Denny Anspach <danspach@...>
Although in theory these wheels will "fall" into the larger frogs, as a very practical matter in real time they simply do not. Just about every one of our HO trucks (sprung or otherwise) has an inherent stiffness such that the truck simply sails through the frog balanced on just three wheels, the fourth kept aloft flat, just free-sailing through the air landing-to-landing.
My standard wheels are all .088" in a broad pig's breakfast of various trucks, and the bulk of my mainline turnouts are #10 or #12 (also of several different makes), and I never (that is, *never*) have experienced even the slightest problem with wheel droppage (I do not even hear anything more than a satisfying 'click' as each wheel hits each frog)

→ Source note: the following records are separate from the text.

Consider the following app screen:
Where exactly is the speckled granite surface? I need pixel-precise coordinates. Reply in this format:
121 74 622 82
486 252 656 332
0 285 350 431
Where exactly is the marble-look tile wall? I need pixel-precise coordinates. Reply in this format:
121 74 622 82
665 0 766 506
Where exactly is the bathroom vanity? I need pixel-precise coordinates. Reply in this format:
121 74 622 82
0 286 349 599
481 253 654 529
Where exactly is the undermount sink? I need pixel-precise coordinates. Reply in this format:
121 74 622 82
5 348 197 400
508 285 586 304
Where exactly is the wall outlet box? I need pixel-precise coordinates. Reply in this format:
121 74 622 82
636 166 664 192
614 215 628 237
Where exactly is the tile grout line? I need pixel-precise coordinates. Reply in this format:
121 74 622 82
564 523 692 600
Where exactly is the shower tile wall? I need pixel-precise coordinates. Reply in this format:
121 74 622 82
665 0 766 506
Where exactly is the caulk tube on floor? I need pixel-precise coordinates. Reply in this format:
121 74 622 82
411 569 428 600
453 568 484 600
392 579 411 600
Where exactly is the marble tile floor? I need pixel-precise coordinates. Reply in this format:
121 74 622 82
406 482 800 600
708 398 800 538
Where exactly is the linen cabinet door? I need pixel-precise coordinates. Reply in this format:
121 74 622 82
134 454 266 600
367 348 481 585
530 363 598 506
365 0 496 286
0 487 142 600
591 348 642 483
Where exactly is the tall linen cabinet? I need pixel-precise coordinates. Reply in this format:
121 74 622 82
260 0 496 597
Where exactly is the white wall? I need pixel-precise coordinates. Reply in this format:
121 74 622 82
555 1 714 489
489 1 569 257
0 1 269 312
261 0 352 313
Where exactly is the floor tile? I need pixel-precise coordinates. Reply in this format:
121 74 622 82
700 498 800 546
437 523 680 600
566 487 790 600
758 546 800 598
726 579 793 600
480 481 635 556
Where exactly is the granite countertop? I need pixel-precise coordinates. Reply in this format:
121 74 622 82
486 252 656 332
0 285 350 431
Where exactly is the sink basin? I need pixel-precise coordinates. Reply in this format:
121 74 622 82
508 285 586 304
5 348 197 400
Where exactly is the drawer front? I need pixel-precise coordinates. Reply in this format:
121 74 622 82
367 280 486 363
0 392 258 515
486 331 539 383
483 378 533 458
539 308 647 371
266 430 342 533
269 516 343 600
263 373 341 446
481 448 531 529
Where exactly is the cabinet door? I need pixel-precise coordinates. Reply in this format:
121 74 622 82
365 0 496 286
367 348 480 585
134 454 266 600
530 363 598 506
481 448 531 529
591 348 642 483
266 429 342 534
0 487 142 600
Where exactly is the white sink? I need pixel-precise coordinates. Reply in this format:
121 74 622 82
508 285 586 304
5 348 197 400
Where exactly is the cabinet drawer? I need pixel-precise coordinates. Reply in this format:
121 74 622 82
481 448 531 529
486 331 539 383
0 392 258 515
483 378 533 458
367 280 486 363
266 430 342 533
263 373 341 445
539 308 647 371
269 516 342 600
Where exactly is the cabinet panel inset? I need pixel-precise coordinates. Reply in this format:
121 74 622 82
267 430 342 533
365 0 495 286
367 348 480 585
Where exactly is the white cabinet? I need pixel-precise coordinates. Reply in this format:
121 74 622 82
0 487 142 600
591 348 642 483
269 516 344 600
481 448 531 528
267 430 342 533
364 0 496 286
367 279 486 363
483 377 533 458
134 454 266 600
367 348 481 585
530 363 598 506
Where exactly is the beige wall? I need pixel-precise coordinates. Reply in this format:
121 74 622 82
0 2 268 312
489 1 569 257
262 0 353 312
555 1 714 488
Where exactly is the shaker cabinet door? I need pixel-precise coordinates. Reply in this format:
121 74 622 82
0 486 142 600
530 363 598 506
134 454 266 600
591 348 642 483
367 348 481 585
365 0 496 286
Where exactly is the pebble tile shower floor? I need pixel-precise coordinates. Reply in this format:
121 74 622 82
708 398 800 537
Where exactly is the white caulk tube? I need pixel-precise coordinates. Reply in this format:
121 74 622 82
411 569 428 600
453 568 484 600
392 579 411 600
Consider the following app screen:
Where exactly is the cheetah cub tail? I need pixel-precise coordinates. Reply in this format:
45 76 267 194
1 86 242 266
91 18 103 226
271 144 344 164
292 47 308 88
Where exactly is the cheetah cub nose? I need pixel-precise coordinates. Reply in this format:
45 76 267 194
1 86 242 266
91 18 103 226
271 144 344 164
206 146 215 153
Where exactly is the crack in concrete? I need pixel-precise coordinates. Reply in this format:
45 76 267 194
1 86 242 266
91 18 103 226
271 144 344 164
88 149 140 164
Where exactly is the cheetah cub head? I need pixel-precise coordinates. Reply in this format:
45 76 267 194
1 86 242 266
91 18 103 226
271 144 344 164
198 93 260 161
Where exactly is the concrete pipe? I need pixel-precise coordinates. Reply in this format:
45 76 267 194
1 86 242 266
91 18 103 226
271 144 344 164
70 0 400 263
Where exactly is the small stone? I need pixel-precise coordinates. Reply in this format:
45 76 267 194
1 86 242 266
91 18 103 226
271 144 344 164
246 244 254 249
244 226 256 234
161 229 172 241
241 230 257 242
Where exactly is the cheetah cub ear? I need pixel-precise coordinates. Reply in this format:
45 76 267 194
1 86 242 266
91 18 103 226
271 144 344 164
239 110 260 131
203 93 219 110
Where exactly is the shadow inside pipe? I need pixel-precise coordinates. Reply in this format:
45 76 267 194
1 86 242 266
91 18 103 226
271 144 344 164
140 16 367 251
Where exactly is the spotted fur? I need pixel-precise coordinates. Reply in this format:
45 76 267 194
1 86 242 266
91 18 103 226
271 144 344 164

At this moment, and for the past week, I am running a test train of about 60 STEAM ERA car models of mixed ages and makes c. 1937 Varney paper to 2005 Westerfield resin around the layout. About 40 of cars have the narrow wheels. These are consistently the cars that track the best, and do not pick the frogs at the double-slips, nor the turnout points. That they incidentally also happen to roll the best is an 'extra'.
IMHO, the standard use of .088" wheels is one of the very best operational and cosmetic decisions I have ever made, and I have at least 100 freight cars now so converted.
It is time to put this criticism to rest.
BTW, at some point I will report on some aspects of my "long train" observations.